Als cadeau voor vaderdag kon iedereen op 16 en 17 juni 2017 een gratis een bouwpakketje ophalen voor zijn of haar (groot)vader, om hiermee één huizenblok van de maquette te bouwen.
En wanneer de maquettebouwers hun werk komen inleveren, geeft Stadsmuseum Tilburg ‘tegoedbonnen’ uit voor Tilburgs zomervermaak, zoals een ijsje, deelname aan een wandeling van de Stadsgidserij of bezoek aan een zwembad.
“Vanaf toen ben ik maquettes blijven bouwen. En ik heb ze allemaal weggegeven, want ik hoefde ze niet te hebben, het ging me alleen om het maken van de maquettes. En later ben ik ook klokken gaan restaureren, voor een horlogezaak die toen op de Bisschop Zwijsenstraat zat.”
“Die klokken kwamen uit Frankrijk en hadden soms jarenlang in een schuur of in een stal gelegen, tussen het stro. Soms zaten de muizennesten er nog in! En die maakte ik weer als nieuw. Van de radertjes waren soms tandjes afgebroken, die waren van koper, en zo klein…” Cees van den Hoek duidt tussen duim en wijsvinger een ruimte van twee millimeter aan. “Dan maakte ik uit koper een nieuw radertandje en soldeerde die erop. En dan werkte zo’n klok weer. Die Franse klokken waren toen erg geliefd. En ik deed het voor mijn plezier.”
Cees van den Heuvel bekijkt nog eens de maquette op tafel en besluit uiteindelijk om voor het huizenblok te kiezen dat omsloten wordt door de Gerard van Swietenlaan, Reinier de Graafstraat, Pauwstraat en de Gerard de Bondtstraat. “Dat is vlakbij het oude Sint Elisabethziekenhuis, en dus vlakbij de plek waar ik begonnen ben met maquettes bouwen.”

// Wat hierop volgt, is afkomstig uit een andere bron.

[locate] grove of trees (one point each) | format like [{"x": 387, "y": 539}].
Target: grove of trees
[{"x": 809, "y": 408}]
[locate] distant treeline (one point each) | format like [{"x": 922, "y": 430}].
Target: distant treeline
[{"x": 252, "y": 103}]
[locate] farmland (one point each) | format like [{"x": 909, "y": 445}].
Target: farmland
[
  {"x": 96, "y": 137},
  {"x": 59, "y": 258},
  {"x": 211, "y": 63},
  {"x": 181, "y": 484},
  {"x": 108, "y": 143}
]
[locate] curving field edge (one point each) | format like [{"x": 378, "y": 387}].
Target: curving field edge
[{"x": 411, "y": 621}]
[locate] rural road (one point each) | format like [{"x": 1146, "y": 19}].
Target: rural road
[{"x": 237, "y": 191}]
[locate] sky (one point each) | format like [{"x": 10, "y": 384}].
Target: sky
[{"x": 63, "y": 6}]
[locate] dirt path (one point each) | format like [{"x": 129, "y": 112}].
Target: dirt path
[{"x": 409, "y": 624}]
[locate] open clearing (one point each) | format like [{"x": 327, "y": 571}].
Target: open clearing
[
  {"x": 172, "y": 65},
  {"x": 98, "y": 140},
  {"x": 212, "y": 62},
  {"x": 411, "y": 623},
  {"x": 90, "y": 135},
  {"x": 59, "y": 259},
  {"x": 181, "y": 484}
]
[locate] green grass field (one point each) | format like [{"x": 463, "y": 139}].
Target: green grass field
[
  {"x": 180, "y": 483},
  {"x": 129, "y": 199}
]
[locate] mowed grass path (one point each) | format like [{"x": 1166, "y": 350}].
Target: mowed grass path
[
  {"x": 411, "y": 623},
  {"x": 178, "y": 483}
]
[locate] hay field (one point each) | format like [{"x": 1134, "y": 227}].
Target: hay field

Het is de bedoeling dat de maquettebouwers ook zelf onderzoeken hoe de huizen er uitzagen in 1954. Bijvoorbeeld door informatie en oude foto’s op te zoeken op internet. Cees van den Hoek vindt dat wel wat ingewikkeld. “Maar deze huizen hoef ik helemaal niet op te zoeken op internet, want deze staan er al sinds 1939!” zegt hij opgetogen. “En ik ga regelmatig samen met mijn vrouw een wandelingetje maken, dus dan lopen we er gewoon een keer naartoe en kijk ik heel goed hoe de huizen eruit zien.”